The Importance of Datum Transformations
The coordinates for benchmark datum points are typically different between geodetic datums. For example, the latitude and longitude location in a NAD27 datum differs from that same benchmark in NAD83 or WGS84. This difference is known as a datum shift.
Depending on where you are in North America, NAD27 and NAD83 may differ in tens of meters for horizontal accuracy. The average correction between NAD27 and NAD83 is an average of 0.349″ northward and 1.822″ eastward.
It’s important to note that the physical location has not changed. To be clear, most monuments have not moved. Datum shifts happen because survey measurements improve. Also, it happens when there are more of them and methods of geodesy change. This results in more accurate geodetic datums over time. The horizontal datums that form the basis of coordinates of all horizontal positions in North America improve.
Because maps were created in different geodetic datums throughout history, datum transformations are often necessary. Especially, this is true when using historical data. For example, USGS topographic maps generally were published using a NAD27 datum. You would need to apply a datum transformation when working with NAD83 data.

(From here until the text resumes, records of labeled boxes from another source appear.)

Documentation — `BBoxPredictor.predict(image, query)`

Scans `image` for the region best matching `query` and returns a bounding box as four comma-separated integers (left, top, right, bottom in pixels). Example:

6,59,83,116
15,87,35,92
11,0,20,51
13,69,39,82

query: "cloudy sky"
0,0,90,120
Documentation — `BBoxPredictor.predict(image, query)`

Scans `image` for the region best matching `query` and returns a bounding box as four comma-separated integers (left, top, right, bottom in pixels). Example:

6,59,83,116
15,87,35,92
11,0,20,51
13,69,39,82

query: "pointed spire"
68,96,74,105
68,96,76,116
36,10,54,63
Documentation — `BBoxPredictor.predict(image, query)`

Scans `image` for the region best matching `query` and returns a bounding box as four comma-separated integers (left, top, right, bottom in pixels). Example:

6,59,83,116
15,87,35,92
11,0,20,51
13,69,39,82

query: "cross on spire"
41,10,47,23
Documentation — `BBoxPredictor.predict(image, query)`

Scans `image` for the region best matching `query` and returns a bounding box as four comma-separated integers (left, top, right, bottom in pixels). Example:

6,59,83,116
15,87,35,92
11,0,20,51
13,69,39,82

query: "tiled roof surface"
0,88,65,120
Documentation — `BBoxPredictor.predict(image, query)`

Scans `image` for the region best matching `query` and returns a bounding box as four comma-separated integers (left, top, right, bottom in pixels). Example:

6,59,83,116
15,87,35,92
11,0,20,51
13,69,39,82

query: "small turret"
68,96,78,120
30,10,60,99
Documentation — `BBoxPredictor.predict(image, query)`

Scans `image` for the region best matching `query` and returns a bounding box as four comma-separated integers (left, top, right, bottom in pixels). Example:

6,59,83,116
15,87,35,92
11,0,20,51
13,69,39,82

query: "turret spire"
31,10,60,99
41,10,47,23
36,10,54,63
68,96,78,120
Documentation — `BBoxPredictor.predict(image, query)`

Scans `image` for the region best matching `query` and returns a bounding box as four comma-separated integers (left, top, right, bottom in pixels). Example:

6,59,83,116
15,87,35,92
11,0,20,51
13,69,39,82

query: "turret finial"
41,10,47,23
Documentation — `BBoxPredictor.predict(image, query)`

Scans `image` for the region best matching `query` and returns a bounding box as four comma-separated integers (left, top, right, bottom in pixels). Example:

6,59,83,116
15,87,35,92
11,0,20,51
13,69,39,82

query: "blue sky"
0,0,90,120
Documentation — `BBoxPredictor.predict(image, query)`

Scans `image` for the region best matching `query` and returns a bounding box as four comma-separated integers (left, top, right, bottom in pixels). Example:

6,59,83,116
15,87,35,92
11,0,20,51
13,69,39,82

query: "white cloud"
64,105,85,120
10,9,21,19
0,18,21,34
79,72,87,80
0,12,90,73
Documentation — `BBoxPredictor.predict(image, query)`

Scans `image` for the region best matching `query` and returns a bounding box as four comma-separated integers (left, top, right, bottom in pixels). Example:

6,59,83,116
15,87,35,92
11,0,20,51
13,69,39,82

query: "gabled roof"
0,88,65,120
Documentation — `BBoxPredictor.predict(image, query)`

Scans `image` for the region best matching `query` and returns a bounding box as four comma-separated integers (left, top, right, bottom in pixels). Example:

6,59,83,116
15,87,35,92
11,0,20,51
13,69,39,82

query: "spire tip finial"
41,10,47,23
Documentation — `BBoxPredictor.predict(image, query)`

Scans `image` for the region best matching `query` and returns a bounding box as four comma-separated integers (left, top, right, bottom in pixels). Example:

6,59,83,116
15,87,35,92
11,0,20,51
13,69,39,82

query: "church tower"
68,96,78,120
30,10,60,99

When Do We Need Datum Transformations?
A coordinate transformation is a conversion from a non-projected coordinate system to a coordinate system. A coordinate transformation is done through a series of mathematical equations.
The geodetic datum is an integral part of projections. All coordinates are referenced to a datum. A datum describes the shape of the Earth in mathematical terms. A datum defines the radius, inverse flattening, semi-major axis, and semi-minor axis for an ellipsoid. The North American datum of 1983 (NAD 83) is the United States horizontal or geometric datum. It provides latitude and longitude and some height information.
Unfortunately, NAD 83 is not the only datum you’ll encounter. Before the current datum was defined, many maps were created using different starting points. And even today, people continue to change geodetic datums in an effort to make them more accurate. A common problem is when different coordinate locations are stored in different reference systems. When combining data from different users or eras, it is important to transform all information into common geodetic datums.
Projected coordinate systems are based on geographic coordinates, which are in turn referenced to a datum. For example, State Plane coordinate systems can be referenced to either NAD83 and NAD27 geodetic datums.
NAD27 Datum vs NAD83 Datum
The NAD27 datum was based on the Clarke Ellipsoid of 1866:
Semi-major axis: 6,378,206.4 m
Semi-minor axis: 6,356,583.8 m
Inverse flattening: 294.98
The NAD83 datum was based on the Geodetic Reference System (GRS80) Ellipsoid:
Semi-major axis: 6,378,137.0 m
Semi-minor axis: 6,356,752.3 m
Inverse flattening: 298.26
When you transform NAD83 and NAD27 geographic coordinates to projected State Plane coordinates, it is the same projection method. However, because the geodetic datums were different, the resulting projected coordinates will also be different. In this case, a datum transformation is necessary.
For any type of work where coordinates need to be consistent with each other, you must use the same geodetic datum. If you are marking property or land boundaries or building roads or planning for coastal inundation scenarios, you must know about and use the correct geodetic datums.